The finger pressed. Smyth couldn’t get out of the way, but continued punching his own adversary right into the last instant of his life. Anything… anything to save Lauren and take these mercs and their evil bosses all the way down to a place where they could only drink brimstone.
The merc fired.
Smyth jerked his head back, expecting pain and death. Instead he saw the merc lurch sideways as a bullet took him in the side of the face. His shot twitched wide.
Smyth, still punching, glanced back. Collins lay prone on the top of the Lexus, entire body outside the car, sighting along her outstretched arms.
Smyth stared. “Jesus Christ.” Is she for real?
Her business-like grin said that she was.
Turning back he realized that the merc he was punching had succumbed long ago. Now only the man in the driver’s seat was still moving.
“Get out! Get out!” Smyth heard Collins’ scream barely through the ringing in his ears. What the…?
Looking ahead he saw that the Jag was out of control, the driver now slumped, the car veering slowly toward a Shell gas station and a dozen empty pumps. Faster than he could think he scissored his body around and opened the rear door, letting it swing wide.
Komodo guided the Lexus to within a foot of the speeding, drifting Jag.

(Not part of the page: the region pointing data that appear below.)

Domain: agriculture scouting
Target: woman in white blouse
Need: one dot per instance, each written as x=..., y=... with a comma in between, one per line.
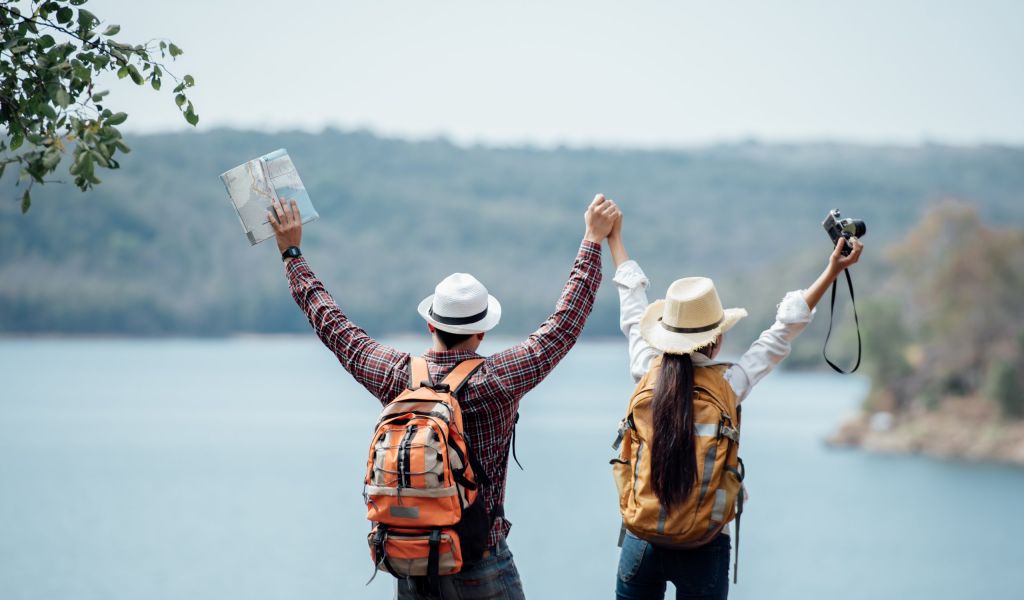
x=700, y=572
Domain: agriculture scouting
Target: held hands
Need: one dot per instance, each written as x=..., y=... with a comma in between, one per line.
x=601, y=216
x=287, y=223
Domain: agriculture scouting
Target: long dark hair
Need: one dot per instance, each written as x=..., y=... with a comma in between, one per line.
x=673, y=456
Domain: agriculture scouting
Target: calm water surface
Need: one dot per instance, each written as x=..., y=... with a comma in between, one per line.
x=232, y=470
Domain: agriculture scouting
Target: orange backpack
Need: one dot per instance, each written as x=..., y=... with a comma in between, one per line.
x=422, y=482
x=718, y=496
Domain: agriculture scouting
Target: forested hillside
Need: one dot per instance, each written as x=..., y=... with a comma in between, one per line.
x=157, y=250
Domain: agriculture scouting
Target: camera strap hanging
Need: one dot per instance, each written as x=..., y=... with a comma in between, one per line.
x=824, y=349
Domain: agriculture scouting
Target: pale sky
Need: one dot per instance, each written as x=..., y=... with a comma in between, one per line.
x=626, y=73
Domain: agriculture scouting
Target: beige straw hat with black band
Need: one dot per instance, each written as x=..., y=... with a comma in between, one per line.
x=689, y=317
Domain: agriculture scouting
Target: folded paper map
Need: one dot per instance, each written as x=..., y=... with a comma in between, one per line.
x=253, y=185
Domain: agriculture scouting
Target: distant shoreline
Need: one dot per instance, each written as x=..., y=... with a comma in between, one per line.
x=965, y=429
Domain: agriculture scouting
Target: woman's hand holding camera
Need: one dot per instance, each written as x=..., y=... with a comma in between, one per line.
x=837, y=264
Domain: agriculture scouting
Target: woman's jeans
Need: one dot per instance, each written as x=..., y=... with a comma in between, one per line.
x=494, y=577
x=697, y=572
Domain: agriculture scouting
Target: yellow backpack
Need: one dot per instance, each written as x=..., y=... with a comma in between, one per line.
x=718, y=495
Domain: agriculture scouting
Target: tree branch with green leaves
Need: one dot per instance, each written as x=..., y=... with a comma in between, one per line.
x=51, y=54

Smyth leaped over as Collins rolled off the roof and distorted her body to fit back through the open window. The movement took its toll, wrenching her handgun away, scraping her spine and elbows and making her scream, but the result was worth it.
Panting, she rolled toward Smyth.
“You okay, buddy?”
His vision was momentarily blinded as the second Jaguar careened into the gas station, smashing through upstanding pumps and rebounding off a metal stanchion, then spinning several revolutions before hurtling into the kiosk. Bricks and mortar rained down on it.